White House to Provide 10 Million Covid Tests to Schools Each Month

The Biden Administration is planning to distribute 10 million COVID-19 tests per month to schools around the country in a bid to keep them open amid the record-breaking surge in cases related to the Omicron variant.

The White House will send out 5 million free rapid tests and 5 million lab-based PCR tests to perform individual and pooled classroom testing. The PCR tests are immediately accessible, while the rapid test will be delivered this month.

The new testing initiative comes in addition to $10 billion of previous funding devoted to school testing passed in a Covid-19 relief law and $130 billion set aside by law passed to reopen schools safety.

“With the additional 10 million tests per month, we will make available to schools more than double the volume of testing that took place in schools across the nation in November 2021,” the White House said in a statement.

Education Secretary Miguel Cardona said students need to be in their classrooms, and the announcement shows the administration’s commitment to helping schools stay open.

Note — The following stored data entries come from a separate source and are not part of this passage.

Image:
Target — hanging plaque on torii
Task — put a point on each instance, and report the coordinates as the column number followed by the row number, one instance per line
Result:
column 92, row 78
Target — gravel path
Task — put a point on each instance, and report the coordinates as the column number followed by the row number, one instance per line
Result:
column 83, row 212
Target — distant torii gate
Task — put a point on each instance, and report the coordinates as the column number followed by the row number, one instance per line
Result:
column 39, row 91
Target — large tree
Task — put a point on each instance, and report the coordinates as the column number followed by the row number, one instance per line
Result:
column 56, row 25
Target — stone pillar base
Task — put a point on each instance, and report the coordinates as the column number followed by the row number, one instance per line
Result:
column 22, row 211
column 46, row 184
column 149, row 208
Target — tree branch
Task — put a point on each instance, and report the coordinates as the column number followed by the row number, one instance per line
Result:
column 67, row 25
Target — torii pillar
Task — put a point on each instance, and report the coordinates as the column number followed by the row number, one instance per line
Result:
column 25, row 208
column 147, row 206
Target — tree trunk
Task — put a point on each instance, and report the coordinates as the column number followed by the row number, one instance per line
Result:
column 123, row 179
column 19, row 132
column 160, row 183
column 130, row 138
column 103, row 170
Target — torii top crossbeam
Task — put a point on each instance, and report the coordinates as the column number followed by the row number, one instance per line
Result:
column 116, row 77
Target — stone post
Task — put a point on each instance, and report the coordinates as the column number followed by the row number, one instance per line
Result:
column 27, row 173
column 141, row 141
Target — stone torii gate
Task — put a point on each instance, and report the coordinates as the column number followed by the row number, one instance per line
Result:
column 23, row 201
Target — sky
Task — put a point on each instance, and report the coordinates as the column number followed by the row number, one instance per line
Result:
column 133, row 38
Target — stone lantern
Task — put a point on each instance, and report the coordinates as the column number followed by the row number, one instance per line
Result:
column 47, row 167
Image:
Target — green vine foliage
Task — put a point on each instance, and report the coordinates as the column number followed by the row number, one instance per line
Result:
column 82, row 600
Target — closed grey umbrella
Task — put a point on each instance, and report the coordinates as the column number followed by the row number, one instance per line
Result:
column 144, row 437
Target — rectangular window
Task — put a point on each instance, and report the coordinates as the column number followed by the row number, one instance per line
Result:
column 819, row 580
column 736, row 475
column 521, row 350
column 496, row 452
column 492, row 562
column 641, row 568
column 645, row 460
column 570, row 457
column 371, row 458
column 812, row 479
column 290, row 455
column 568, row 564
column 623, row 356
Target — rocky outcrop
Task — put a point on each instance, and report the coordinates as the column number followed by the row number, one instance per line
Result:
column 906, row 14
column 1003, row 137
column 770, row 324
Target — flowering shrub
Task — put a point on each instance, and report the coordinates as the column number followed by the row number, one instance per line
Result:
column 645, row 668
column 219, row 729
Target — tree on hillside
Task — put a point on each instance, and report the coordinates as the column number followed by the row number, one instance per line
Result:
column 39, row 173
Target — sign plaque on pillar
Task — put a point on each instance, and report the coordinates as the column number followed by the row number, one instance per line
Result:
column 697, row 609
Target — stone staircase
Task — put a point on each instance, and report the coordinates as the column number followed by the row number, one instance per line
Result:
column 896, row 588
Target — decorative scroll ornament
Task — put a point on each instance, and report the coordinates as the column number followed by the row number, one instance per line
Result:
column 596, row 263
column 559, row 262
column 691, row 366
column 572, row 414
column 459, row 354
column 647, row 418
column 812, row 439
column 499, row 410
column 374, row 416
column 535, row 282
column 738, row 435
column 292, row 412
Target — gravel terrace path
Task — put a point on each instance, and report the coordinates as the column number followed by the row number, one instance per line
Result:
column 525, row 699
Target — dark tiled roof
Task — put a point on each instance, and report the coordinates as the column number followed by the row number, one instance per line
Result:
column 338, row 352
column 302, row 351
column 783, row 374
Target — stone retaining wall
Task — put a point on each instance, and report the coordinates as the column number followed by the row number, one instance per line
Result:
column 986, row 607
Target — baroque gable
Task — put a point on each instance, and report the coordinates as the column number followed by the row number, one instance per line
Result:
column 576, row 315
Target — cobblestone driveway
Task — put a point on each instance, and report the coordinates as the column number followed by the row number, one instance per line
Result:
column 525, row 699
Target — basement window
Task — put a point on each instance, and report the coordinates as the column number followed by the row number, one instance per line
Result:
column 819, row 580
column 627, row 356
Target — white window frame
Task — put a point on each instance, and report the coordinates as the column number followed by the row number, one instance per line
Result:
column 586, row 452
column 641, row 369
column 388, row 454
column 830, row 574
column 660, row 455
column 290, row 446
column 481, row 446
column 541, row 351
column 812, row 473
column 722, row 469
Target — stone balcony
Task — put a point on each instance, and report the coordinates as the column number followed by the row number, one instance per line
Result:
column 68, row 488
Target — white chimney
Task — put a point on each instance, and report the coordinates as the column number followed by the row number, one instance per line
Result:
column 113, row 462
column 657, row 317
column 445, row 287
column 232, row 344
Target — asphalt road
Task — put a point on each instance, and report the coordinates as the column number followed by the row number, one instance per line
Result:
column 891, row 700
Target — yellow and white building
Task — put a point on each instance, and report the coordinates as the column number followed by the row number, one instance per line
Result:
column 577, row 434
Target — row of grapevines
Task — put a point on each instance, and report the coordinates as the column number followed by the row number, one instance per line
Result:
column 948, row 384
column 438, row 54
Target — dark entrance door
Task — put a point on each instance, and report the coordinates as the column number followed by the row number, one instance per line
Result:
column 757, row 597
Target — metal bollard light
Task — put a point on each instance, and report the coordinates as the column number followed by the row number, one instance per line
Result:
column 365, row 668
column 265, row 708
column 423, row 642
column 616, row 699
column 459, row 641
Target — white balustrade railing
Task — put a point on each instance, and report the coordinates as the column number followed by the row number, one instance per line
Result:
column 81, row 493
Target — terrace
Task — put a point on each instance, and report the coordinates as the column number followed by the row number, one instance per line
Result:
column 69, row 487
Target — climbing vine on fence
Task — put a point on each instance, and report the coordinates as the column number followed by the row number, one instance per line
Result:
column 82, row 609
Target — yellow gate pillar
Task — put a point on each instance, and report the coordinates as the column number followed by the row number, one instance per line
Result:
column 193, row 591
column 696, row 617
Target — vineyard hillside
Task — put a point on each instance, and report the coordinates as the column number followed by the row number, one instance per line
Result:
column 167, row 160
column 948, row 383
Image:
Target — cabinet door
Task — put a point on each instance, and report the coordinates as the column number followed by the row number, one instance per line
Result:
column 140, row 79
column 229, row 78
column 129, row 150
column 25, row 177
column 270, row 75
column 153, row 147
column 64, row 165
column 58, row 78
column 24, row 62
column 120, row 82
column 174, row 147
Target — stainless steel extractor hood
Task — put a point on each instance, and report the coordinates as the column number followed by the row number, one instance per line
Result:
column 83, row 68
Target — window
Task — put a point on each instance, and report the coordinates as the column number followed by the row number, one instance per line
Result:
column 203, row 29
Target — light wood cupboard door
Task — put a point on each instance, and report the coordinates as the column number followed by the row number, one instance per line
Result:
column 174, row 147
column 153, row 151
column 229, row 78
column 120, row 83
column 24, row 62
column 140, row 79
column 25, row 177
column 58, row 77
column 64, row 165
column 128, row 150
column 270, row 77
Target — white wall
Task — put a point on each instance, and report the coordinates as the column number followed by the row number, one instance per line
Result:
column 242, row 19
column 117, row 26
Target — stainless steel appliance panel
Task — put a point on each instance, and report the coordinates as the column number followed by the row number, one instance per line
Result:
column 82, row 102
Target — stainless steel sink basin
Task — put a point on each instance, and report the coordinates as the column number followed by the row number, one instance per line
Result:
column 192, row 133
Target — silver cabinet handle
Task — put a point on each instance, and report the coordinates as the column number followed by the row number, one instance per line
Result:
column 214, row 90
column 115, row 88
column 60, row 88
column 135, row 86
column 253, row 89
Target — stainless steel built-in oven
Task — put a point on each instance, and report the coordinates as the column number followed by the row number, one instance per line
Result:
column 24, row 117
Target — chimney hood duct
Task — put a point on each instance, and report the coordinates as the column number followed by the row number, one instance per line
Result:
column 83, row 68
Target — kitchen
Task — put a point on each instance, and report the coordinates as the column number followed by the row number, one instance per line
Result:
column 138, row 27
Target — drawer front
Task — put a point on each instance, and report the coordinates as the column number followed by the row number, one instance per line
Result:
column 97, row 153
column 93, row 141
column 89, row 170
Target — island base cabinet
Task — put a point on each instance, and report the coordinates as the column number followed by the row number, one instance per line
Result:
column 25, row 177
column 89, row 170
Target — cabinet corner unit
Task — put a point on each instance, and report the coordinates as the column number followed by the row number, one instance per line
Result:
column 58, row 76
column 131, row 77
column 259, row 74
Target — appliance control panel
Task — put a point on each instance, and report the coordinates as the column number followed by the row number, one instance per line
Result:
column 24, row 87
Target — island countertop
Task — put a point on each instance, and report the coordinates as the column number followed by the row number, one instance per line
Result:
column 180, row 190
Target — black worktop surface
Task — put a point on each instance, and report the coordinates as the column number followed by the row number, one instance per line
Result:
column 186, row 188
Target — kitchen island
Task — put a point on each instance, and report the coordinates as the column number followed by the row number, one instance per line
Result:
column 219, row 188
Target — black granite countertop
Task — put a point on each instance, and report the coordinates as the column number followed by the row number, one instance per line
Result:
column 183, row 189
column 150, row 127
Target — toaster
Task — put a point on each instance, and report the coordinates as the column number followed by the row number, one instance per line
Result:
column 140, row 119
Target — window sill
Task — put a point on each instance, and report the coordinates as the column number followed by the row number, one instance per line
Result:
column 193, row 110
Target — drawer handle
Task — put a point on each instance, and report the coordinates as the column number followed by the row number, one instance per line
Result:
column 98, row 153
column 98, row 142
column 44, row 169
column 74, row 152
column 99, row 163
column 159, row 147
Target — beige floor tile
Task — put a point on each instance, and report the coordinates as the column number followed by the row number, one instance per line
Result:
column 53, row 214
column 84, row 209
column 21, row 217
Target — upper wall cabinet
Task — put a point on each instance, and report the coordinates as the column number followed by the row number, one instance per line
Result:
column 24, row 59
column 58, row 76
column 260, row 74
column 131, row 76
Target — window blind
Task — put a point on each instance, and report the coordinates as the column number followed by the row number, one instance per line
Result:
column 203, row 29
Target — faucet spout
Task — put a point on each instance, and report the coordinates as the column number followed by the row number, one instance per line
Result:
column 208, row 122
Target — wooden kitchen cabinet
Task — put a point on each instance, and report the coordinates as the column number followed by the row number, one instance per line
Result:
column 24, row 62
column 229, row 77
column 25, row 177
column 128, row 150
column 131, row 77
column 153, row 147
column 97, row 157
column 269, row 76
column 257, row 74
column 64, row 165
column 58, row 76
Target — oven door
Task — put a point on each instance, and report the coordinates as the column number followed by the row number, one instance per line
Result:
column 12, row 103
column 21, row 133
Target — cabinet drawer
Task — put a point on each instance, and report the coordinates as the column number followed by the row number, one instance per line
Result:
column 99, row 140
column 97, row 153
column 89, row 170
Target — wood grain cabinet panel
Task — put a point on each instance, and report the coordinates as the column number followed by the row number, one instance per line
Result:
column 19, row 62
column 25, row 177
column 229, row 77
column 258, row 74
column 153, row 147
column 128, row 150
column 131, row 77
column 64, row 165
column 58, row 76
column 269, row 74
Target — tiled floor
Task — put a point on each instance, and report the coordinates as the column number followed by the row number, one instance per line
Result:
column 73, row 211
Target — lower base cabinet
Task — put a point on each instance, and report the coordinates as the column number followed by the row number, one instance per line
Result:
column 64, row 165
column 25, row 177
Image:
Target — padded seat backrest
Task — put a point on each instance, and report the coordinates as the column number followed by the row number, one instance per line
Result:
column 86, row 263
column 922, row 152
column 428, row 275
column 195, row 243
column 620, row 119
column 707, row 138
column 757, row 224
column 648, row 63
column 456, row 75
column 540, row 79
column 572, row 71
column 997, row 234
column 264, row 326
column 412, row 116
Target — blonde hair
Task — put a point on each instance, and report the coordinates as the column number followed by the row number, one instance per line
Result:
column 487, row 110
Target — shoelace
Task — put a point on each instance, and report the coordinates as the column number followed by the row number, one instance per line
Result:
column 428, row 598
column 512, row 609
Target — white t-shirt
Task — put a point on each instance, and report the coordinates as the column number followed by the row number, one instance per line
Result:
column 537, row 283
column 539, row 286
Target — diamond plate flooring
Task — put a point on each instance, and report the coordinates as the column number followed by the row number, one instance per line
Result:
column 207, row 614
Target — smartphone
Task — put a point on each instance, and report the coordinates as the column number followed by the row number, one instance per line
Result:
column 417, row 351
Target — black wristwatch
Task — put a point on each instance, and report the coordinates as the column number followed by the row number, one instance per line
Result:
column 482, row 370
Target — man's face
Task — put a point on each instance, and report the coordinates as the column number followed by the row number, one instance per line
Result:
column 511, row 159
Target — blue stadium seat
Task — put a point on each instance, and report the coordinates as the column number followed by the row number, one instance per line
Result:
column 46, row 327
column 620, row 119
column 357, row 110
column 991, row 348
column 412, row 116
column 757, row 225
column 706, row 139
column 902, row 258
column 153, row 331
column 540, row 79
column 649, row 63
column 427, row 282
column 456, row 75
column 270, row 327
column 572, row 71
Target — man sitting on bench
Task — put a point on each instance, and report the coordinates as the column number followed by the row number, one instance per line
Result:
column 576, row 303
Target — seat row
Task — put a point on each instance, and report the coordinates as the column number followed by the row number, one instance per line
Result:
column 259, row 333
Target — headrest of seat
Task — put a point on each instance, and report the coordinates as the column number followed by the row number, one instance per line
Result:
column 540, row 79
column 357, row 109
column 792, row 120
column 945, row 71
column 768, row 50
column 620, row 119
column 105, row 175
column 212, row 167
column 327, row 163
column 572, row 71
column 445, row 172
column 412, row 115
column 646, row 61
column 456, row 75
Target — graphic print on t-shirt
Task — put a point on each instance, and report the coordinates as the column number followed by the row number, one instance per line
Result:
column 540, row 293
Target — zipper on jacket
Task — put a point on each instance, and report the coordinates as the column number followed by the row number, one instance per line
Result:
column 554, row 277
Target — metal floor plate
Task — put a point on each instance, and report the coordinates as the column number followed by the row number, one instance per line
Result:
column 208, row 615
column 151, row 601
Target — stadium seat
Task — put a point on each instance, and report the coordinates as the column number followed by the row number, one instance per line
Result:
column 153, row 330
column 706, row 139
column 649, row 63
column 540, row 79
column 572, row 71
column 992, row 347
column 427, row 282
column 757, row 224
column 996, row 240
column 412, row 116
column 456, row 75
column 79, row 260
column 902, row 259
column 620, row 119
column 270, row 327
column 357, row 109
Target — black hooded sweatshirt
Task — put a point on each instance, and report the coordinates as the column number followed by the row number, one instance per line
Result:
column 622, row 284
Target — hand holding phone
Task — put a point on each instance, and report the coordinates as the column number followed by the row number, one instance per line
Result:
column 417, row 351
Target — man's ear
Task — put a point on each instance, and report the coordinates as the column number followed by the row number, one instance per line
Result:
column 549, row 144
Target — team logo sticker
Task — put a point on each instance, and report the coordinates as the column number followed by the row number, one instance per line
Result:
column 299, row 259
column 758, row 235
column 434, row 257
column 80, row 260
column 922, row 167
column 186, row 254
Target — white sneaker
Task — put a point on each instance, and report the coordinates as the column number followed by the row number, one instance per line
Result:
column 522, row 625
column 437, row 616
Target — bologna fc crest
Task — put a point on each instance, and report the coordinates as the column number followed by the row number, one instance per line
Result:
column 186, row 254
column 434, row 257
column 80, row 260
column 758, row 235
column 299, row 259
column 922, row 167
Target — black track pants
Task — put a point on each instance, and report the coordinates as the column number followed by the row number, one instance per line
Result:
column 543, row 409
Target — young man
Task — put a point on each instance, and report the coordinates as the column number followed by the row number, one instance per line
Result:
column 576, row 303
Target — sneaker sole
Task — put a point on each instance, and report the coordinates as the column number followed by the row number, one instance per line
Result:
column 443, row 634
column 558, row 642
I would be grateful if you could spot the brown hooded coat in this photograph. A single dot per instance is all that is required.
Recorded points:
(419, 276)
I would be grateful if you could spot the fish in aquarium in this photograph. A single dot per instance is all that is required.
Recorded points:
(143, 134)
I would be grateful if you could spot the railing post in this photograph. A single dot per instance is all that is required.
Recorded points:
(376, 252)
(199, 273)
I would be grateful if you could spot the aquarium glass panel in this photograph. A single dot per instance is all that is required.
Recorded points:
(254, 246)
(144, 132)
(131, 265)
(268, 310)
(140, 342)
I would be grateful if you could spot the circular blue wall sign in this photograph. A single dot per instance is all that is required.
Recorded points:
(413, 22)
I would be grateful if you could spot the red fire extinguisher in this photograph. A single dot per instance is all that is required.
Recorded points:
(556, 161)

“We’re doing everything we can to make sure that our children have an opportunity to stay in school,” Cardona said Wednesday on “CBS Morning.” “That’s where they need to be, and we know we can do it safely.”

Cardona said that states are applying to the Centers for Disease Control and Prevention for the tests, adding that he expected distribution to begin as early as next week.

“We recognize that the schools are the hubs of the community,” and they should be open for instruction, the secretary added, saying it is “vital for our student.”

The new crop of tests is enough to cover only a tiny fraction of more than 50 million students and educators in the nation’s schools. The administration hopes the tests will fill critical shortfalls within schools having difficulty securing tests through existing federal funding or are facing outbreaks of the more transmissible COVID-19 variant.

Additionally, the administration will work with federally backed testing sites across the country to support testing in schools. Later this week, the Centers for Disease Control and Prevention will release guidance to help schools implement “test to stay” programs.

Biden and the CDC have faced criticism over the handling of the current Omicron wave, which has brought a new wave of testing shortages, rising hospitalizations, and renewed debate over whether schools should be reopened.